» Articles » PMID: 28758138

Author Name Disambiguation for PubMed

Overview
Date 2017 Aug 1
PMID 28758138
Citations 19
Authors
Affiliations
Soon will be listed here.
Abstract

Log analysis shows that PubMed users frequently use author names in queries for retrieving scientific literature. However, author name ambiguity may lead to irrelevant retrieval results. To improve the PubMed user experience with author name queries, we designed an author name disambiguation system consisting of similarity estimation and agglomerative clustering. A machine-learning method was employed to score the features for disambiguating a pair of papers with ambiguous names. These features enable the computation of pairwise similarity scores to estimate the probability of a pair of papers belonging to the same author, which drives an agglomerative clustering algorithm regulated by 2 factors: name compatibility and probability level.

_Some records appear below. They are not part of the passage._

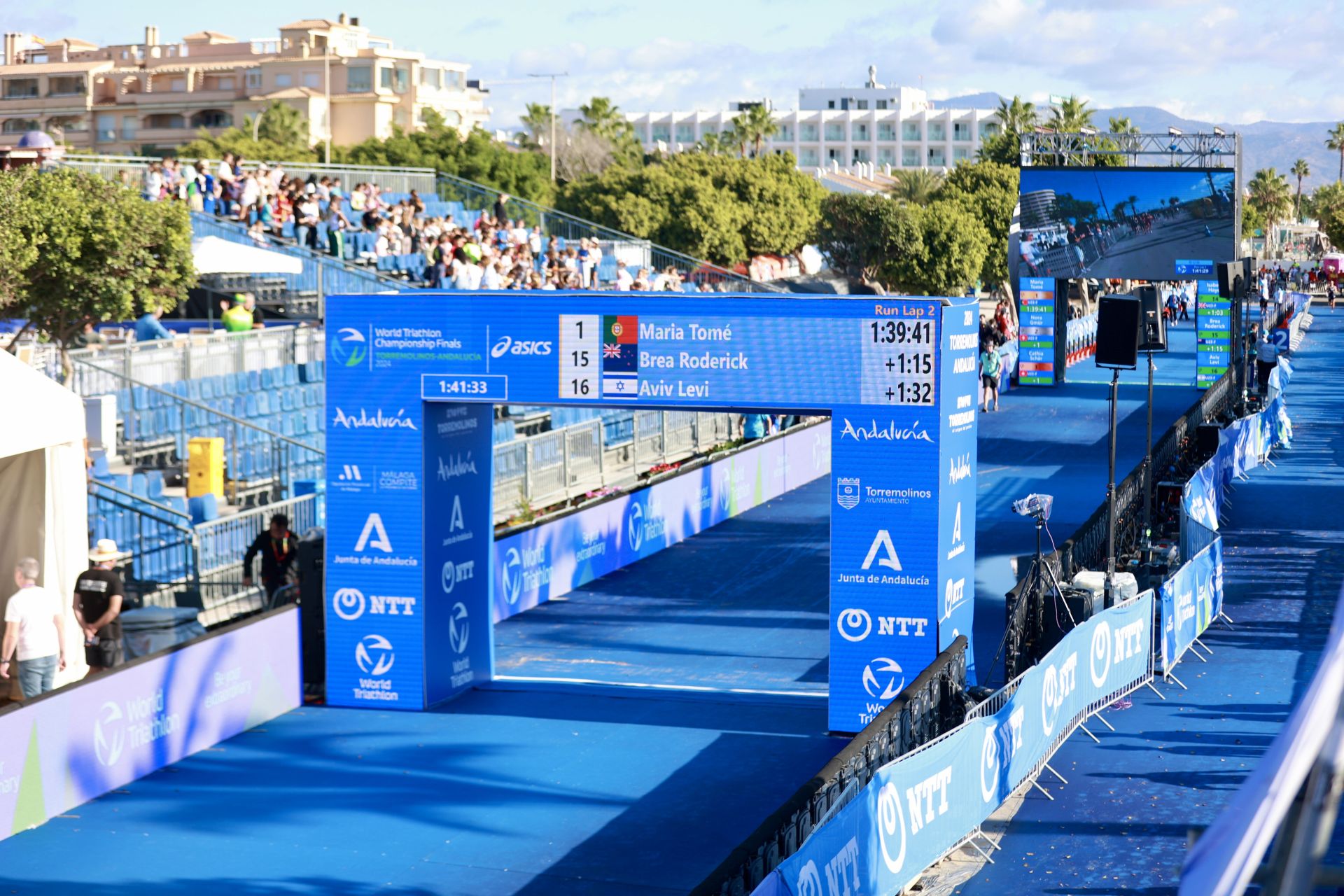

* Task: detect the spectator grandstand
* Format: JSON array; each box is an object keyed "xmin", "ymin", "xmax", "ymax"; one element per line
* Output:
[
  {"xmin": 62, "ymin": 156, "xmax": 783, "ymax": 294},
  {"xmin": 20, "ymin": 325, "xmax": 757, "ymax": 624}
]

With transitivity violation correction, high precision author clustering is achieved by focusing on minimizing false-positive pairing. Disambiguation performance is evaluated with manual verification of random samples of pairs from clustering results. When compared with a state-of-the-art system, our evaluation shows that among all the pairs the lumping error rate drops from 10.1% to 2.2% for our system, while the splitting error rises from 1.8% to 7.7%. This results in an overall error rate of 9.9%, compared with 11.9% for the state-of-the-art method. Other evaluations based on gold standard data also show the increase in accuracy of our clustering. We attribute the performance improvement to the machine-learning method driven by a large-scale training set and the clustering algorithm regulated by a name compatibility scheme preferring precision. With integration of the author name disambiguation system into the PubMed search engine, the overall click-through-rate of PubMed users on author name query results improved from 34.9% to 36.9%.

Citing Articles

Author name disambiguation based on heterogeneous graph neural network.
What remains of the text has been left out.